Always backup your database and .env file before upgrading. We try very hard to make sure that all database changes are non-destructive, but you should always backup beforehand anyway. You will never regret backing up your database. You may regret not doing so, so it’s just better to get into the habit.

Upgrading via Git

If you installed Snipe-IT via Git (which is our recommended method - seriously, we really, really recommend it), updating Snipe-IT should be pretty straightforward. Simply pull down the newest release (using git pull) and run whatever commands the release notes specify. Your configuration won’t be overwritten, since the .env file isn't checked into version control.

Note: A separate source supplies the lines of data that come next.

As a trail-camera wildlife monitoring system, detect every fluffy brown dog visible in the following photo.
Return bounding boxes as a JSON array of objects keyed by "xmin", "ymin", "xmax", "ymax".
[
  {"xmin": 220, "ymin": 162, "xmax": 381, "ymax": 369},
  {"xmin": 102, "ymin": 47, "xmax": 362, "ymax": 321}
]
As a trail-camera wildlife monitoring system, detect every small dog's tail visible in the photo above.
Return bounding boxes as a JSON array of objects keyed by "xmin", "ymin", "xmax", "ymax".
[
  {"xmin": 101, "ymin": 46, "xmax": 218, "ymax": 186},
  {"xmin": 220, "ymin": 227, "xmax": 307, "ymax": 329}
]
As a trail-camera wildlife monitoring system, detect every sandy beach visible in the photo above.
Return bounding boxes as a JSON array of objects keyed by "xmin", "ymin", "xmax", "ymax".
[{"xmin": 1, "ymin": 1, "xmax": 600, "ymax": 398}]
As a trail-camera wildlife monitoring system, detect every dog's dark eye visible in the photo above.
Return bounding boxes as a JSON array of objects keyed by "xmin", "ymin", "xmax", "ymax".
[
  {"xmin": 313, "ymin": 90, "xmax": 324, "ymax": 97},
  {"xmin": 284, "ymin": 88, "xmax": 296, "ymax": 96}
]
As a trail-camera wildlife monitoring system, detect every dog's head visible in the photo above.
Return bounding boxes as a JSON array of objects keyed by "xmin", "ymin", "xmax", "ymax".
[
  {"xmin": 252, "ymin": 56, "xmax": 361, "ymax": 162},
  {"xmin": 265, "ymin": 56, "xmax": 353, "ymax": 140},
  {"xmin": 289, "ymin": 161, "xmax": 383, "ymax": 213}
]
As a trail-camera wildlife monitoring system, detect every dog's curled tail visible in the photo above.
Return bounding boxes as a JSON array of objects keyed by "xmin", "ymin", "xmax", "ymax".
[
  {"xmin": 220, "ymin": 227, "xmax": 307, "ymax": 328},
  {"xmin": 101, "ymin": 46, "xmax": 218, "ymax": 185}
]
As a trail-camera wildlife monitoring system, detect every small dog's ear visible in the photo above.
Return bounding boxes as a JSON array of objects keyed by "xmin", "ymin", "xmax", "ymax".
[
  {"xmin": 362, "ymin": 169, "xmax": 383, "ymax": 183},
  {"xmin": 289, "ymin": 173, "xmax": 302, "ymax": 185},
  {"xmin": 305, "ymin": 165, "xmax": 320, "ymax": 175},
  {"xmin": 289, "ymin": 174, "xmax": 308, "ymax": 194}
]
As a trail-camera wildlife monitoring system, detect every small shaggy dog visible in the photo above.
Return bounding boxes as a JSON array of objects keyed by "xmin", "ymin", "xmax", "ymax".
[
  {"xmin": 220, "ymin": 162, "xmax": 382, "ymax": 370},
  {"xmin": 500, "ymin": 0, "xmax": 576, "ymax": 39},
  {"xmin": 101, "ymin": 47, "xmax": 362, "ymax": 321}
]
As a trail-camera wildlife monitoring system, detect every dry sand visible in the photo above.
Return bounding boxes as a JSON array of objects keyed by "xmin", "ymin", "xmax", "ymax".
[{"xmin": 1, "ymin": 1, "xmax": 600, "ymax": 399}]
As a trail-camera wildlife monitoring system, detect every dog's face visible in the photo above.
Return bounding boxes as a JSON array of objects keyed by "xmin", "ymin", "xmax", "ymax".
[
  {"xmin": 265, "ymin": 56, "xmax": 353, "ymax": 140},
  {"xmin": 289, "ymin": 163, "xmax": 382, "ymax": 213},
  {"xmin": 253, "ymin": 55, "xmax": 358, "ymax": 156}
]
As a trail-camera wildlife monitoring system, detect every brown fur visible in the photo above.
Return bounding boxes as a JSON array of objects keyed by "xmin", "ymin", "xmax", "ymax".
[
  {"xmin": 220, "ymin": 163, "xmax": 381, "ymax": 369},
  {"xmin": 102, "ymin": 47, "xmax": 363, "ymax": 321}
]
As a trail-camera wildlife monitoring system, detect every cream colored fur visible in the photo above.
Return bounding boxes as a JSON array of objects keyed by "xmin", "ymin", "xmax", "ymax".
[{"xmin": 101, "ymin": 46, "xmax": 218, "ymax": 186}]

In Snipe-IT v4.1.3 and higher, you can try the one-step upgrade by running:

git pull
php upgrade.php

from your Snipe-IT project root.

That will attempt to:

  • check your installed PHP libraries to confirm you have all of the required libraries installed
  • run a backup
  • put your Snipe-IT into maintenance mode
  • git pull
  • clear your application caches
  • run composer install --no-dev
  • run database migrations
  • checks for OAuth keys
  • checks your directory permissions
  • takes the database out of maintenance mode

If you're not upgrading via git, you can still use the upgrade script, but it won't be able to download the new files, and will just try to run the backups, clear caches, etc.

Upgrading Manually

Upgrading manually is unfortunately much more labor intensive (which is why we strongly recommend installing via git instead.) The most straightforward way to do this is to rename your current Snipe-IT directory (for example, to snipe-it-v3-bkup) and download the new version into a parallel directory that you name whatever your old one was named. (Keeping the same name for the new version just means you don't have to mess with the web server path settings.)

From there, copy over the old .env and your OAuth keys in storage, as well as any files or folders in your public/uploads directory and your storage/private_uploads directory.

If you wish to switch to upgrading via Git, now is a good time to do that. For instructions on how to switch from a manual install to a Git install, click here.

After Pulling the New Version Files

Whenever you pull down a new version from master or develop, or when you grab the latest official release, make sure to run the following commands via command line:

git pull
php composer.phar install --no-dev --prefer-source
php composer.phar dump-autoload
php artisan migrate
php artisan config:clear
php artisan route:clear
php artisan cache:clear
php artisan view:clear

For windows, use:

composer install --no-dev --prefer-source
composer dump-autoload
php artisan migrate
php artisan config:clear
php artisan config:cache

(Developers should remove the --no-dev flag, so they have unit test frameworks and debugging tools.)

Forgetting to run these commands can mean your DB might end up out of sync with the new files you just pulled, or you may have some funky cached autoloader values.

It’s a good idea to get into the habit of running these every time you pull anything new down. If there are no database changes to migrate, it won't hurt anything to run migrations anyway, you’ll just see "Nothing to migrate".

If you have any issues upgrading, check the Common Issues page for a fix. If you don’t see your issue listed there, open an issue on Github and we’ll try to get you sorted out. Be sure to provide the information outlined in the Getting Help section of this site so that we have the info we need to assist you.